Meatspace abstractions

by Jason Swett,

Abstractions are not just for programming. Abstractions are used in “real life” too.

The concept of a “gear” in an automobile transmission is a good example. What we call first gear, second gear, etc. are actually configurations of multiple gears which result in spinning the driveshaft at different speeds. You might call each gear a “driveshaft gear configuration”. But “driveshaft gear configuration” is too much of a mouthful, so we just call it a “gear”.
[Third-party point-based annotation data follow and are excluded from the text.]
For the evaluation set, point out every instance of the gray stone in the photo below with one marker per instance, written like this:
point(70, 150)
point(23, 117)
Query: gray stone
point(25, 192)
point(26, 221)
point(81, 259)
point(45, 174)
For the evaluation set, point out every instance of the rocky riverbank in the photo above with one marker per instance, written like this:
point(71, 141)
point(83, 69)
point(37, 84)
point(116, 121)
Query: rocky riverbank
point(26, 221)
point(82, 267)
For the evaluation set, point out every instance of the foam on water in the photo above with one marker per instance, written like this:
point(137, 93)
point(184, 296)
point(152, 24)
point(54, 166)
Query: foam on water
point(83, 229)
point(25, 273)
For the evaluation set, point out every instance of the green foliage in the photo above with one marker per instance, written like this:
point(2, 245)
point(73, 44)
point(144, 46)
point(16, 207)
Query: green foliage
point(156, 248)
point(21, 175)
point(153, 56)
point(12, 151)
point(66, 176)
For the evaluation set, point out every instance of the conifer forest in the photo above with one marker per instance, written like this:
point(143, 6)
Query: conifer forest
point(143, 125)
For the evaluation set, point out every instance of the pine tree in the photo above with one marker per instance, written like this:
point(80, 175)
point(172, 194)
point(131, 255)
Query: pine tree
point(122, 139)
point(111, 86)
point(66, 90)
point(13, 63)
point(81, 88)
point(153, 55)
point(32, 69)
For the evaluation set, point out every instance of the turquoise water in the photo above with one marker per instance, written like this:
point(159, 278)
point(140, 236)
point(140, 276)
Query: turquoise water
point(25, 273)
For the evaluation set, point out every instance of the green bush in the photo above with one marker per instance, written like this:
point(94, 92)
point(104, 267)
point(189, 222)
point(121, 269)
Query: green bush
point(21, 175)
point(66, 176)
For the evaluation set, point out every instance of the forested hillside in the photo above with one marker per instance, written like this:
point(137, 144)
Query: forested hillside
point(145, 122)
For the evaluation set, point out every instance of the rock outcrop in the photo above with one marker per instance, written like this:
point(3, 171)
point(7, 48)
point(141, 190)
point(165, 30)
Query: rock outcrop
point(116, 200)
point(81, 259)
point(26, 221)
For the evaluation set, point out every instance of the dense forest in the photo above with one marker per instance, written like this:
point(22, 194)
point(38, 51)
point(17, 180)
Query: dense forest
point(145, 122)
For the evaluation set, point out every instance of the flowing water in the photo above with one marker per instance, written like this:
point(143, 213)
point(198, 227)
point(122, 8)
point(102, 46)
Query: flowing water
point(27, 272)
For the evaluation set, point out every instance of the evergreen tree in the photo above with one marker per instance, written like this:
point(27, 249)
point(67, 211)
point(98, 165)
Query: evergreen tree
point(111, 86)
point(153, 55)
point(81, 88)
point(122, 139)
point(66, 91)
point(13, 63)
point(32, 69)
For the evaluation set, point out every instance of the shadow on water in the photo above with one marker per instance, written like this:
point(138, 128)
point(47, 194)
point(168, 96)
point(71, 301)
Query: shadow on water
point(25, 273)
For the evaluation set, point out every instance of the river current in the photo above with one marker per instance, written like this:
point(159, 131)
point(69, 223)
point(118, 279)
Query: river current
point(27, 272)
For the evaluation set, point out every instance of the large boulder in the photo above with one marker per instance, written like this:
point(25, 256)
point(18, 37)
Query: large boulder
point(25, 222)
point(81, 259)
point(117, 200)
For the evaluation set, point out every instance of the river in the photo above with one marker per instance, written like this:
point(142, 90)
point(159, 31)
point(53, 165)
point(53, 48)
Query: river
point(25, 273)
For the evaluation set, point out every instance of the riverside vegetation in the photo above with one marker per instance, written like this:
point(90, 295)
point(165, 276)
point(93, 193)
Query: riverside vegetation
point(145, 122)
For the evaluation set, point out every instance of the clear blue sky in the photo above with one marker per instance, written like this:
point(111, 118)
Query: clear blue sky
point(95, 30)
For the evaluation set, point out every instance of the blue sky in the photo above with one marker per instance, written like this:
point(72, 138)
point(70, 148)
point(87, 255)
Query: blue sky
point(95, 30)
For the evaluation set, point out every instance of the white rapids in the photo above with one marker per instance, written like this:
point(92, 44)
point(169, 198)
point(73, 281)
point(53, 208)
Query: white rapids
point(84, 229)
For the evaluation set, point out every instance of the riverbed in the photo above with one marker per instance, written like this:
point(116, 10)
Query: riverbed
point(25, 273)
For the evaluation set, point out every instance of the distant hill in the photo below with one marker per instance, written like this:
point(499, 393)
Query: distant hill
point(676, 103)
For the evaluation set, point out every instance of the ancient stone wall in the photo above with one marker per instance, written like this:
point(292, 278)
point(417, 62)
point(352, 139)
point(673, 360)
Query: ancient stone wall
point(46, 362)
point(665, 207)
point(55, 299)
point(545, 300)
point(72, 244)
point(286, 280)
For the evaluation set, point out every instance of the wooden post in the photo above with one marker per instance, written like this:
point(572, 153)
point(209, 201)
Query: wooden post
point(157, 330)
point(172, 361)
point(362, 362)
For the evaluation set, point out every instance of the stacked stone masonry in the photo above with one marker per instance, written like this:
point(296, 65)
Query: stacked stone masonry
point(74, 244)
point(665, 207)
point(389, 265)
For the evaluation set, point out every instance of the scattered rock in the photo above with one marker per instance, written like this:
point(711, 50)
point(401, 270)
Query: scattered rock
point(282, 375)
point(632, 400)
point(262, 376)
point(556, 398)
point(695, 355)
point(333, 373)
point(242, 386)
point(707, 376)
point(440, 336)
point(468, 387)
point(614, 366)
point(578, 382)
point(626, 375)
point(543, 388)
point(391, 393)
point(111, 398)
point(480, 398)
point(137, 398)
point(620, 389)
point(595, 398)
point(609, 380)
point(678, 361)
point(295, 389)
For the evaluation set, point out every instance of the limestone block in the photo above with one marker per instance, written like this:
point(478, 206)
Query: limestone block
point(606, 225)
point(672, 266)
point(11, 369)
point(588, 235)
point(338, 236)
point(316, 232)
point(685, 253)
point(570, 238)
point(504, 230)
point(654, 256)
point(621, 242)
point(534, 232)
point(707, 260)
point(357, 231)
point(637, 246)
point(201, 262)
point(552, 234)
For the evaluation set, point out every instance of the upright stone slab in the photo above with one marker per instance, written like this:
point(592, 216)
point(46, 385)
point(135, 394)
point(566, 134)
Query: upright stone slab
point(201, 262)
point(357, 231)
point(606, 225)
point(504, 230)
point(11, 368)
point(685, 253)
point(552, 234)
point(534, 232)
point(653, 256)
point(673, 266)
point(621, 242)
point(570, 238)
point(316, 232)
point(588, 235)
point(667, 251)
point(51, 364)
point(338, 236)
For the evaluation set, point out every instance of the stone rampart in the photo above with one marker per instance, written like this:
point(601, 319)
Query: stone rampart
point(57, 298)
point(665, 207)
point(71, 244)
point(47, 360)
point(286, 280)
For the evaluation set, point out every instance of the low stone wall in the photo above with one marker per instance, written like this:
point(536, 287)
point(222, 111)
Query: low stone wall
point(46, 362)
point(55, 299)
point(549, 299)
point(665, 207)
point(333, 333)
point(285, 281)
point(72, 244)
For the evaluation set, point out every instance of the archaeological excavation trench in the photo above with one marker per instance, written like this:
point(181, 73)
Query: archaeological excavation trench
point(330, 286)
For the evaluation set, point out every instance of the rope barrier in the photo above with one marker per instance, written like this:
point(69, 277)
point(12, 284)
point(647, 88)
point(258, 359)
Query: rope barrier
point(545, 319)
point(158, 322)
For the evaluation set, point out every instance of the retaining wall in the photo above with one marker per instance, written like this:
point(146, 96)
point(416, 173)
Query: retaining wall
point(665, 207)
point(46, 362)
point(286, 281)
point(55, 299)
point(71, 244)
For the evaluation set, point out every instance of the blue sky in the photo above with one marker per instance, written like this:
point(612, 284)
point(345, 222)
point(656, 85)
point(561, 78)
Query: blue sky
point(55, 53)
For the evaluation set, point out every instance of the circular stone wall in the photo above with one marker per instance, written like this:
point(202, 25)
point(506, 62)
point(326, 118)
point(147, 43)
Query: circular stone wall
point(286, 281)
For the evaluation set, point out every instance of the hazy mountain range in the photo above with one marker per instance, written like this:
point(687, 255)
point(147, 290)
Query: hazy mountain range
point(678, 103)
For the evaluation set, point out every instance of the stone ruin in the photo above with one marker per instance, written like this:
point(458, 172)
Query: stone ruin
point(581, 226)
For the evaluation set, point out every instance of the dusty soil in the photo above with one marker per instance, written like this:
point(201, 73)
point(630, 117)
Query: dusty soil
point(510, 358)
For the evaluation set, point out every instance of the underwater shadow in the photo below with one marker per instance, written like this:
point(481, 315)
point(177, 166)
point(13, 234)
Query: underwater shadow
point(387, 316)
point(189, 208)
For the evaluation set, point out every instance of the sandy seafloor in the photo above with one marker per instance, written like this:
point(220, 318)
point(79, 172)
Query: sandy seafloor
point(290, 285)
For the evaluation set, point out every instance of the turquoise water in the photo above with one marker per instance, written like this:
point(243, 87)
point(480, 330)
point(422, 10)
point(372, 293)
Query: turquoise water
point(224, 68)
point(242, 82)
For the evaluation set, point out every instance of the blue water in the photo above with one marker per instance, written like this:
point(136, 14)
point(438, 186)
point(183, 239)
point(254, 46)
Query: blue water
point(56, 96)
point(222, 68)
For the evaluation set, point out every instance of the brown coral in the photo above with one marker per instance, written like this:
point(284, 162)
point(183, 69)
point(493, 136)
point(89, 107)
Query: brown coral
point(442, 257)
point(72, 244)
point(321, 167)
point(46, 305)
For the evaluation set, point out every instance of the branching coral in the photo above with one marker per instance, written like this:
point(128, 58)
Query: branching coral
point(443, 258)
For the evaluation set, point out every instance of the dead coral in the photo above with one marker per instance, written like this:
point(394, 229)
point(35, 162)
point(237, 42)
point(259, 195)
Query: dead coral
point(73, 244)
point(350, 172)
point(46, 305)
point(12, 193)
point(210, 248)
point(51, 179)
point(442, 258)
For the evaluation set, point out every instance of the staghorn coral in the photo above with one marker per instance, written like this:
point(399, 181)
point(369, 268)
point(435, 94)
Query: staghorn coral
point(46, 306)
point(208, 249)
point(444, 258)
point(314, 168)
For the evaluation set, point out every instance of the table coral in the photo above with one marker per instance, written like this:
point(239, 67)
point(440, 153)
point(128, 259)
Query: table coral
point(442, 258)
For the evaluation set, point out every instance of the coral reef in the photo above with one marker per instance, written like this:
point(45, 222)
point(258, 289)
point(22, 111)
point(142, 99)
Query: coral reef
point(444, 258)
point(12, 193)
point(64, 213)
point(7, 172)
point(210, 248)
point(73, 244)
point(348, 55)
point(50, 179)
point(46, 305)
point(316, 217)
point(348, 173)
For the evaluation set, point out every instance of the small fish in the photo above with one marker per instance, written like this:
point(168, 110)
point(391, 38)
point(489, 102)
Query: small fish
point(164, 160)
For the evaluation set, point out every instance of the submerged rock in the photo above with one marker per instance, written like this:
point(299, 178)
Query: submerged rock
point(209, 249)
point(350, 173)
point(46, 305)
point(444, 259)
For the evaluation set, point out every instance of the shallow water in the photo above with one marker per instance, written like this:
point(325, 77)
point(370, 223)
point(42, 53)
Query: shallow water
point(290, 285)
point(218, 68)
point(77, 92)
Most people don’t know how an automobile transmission works. I myself had to watch a YouTube video about transmissions in order to write this post. Thankfully, we don’t have to know how a transmission works in order to drive a car. In the case of a manual transmission, we only have to learn how to operate the clutch and the stick. With an automatic transmission, we don’t even have to do that. The car abstracts away that detail for us.
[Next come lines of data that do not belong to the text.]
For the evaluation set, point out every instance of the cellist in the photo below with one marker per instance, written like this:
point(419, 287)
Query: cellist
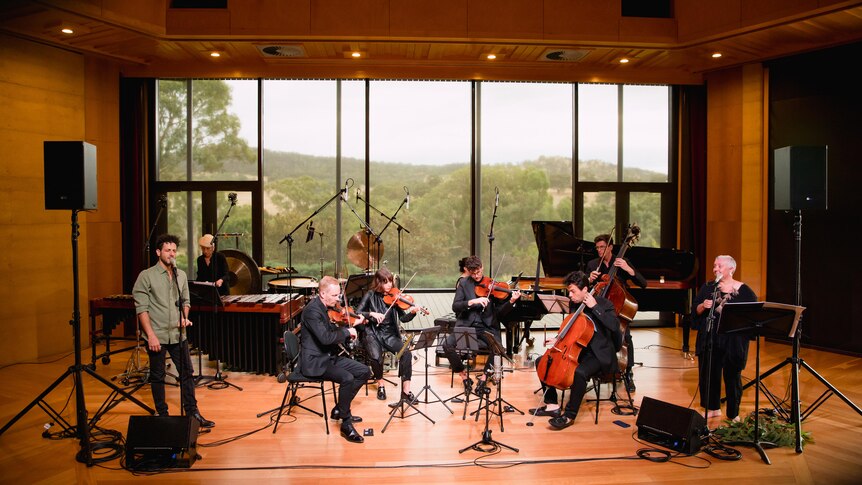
point(599, 357)
point(626, 273)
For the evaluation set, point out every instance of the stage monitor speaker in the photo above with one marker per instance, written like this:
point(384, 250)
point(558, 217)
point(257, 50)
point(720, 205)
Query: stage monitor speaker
point(154, 442)
point(670, 426)
point(70, 175)
point(800, 178)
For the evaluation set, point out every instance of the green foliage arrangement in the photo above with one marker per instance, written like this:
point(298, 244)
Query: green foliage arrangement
point(772, 430)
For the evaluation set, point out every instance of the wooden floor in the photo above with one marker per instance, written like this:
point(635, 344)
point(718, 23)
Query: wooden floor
point(243, 448)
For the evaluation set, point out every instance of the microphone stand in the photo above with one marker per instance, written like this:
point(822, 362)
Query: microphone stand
point(710, 336)
point(289, 236)
point(370, 232)
point(390, 220)
point(219, 380)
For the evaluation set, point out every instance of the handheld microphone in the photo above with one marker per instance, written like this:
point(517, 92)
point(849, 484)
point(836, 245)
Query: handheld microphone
point(310, 235)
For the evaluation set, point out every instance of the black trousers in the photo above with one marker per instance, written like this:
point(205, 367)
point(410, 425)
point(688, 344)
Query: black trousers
point(350, 377)
point(183, 363)
point(374, 346)
point(732, 374)
point(588, 366)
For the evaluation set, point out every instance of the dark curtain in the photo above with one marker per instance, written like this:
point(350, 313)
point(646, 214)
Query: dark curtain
point(692, 174)
point(814, 100)
point(136, 99)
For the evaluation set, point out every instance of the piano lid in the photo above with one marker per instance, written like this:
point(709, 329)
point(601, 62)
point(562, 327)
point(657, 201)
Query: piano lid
point(560, 252)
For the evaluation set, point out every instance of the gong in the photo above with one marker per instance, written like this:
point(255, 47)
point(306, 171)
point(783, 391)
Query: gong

My point is that there’s no single entity in physical reality called a “gear”. Abstraction is when we replace lower-level ideas with higher-level ideas in order to more easily understand a certain part of the world. In this case we replace the lower-level idea—a configuration of gears—with a higher-level idea which we call a “gear”.

Abstraction can even be applied to natural phenomena. When rain falls heavily from the sky, accompanied by wind and lightning, we call it a storm. Assigning this group of phenomena to a single idea is abstraction because it replaces lower-level ideas with higher-level ones. Abstraction must have been used even by cavemen.
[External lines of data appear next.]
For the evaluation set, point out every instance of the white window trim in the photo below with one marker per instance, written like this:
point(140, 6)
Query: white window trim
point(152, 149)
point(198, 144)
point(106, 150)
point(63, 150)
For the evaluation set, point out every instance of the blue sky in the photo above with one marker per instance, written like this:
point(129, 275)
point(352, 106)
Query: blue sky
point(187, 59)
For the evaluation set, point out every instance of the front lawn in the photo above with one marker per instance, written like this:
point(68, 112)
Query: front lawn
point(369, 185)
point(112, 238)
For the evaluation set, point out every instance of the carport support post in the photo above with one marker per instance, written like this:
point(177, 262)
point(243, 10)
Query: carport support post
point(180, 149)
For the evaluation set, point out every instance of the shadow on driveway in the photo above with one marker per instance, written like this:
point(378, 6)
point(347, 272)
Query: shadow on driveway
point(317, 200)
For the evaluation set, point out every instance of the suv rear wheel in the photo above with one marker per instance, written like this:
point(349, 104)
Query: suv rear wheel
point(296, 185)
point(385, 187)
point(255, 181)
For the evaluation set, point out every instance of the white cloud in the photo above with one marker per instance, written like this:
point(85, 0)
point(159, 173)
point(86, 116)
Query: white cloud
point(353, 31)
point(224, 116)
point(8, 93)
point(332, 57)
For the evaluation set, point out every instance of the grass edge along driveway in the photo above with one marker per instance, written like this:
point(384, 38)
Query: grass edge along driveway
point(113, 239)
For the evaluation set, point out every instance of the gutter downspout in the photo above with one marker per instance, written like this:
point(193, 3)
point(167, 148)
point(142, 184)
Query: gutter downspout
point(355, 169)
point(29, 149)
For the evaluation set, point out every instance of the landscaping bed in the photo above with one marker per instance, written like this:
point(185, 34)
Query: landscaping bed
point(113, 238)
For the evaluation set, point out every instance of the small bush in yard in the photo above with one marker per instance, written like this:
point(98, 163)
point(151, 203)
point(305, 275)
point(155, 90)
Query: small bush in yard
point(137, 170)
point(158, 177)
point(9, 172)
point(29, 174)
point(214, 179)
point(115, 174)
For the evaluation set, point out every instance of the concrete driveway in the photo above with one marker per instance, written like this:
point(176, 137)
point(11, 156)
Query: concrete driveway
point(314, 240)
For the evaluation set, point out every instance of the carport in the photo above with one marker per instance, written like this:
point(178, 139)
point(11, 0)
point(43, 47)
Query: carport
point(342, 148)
Why am I talking about non-programming abstractions? How does this help us in programming?

By going outside of programming and considering what abstraction is in general, we can get a clearer idea of what abstraction means, why abstraction is useful and when we might want to use it.

To quote Edsger W. Dijkstra, “The purpose of abstracting is not to be vague, but to create a new semantic level in which one can be absolutely precise.” When we talk about first gear, second gear, etc. in a car, we’re not being the least bit vague. The language we’re using is neither too specific nor too general. For a mechanic working on a transmission, it would probably make sense to speak in terms of lower-level details, like actual individual physical gears, but for a driver of a car, the abstraction of “gear” is at a higher level and precisely the right level for its purpose.

Most web applications, unfortunately, leave most of the benefits of abstraction on the table. They expose the finest details of the system’s behavior and leave it to the reader to piece together the higher-level meaning. It doesn’t have to be this way though. By using a bit of imagination, you can replace lower-level ideas with higher-level ideas in order to make your system easier to understand.

Abstraction isn’t just a technical idea to be used once in a while. It should be in our minds at all times. Abstraction is, and has been since ancient times, one of the fundamental tools that humans use to make sense of our world. We programmers should take full advantage of it.

One thought on “Meatspace abstractions

  1. katafrakt

    I’m not sure I would agree with a storm being an example of an abstraction. Abstraction is something we intentionally make (gear is a great example). But with storm it is “just” putting a distinct name to something that already is there. I put “just” in quotes, because even though it’s not an abstraction (IMO), it is equally important phenomenon, if not more important.

    Why do we have distinct words for some things and not for others? In this case it’s probably the case of efficiency of communication – storm is more dangerous and you should react to it differently than to just rain. I think it’s more akin to patterns in software development. Patterns are not something we invent, but rather something we start to find, observe then we decide it’s important enough to give it a distinct name. And then some “code style” some people were using get a completely new life as a named entity.

    Anyway, nice and thought-provoking article.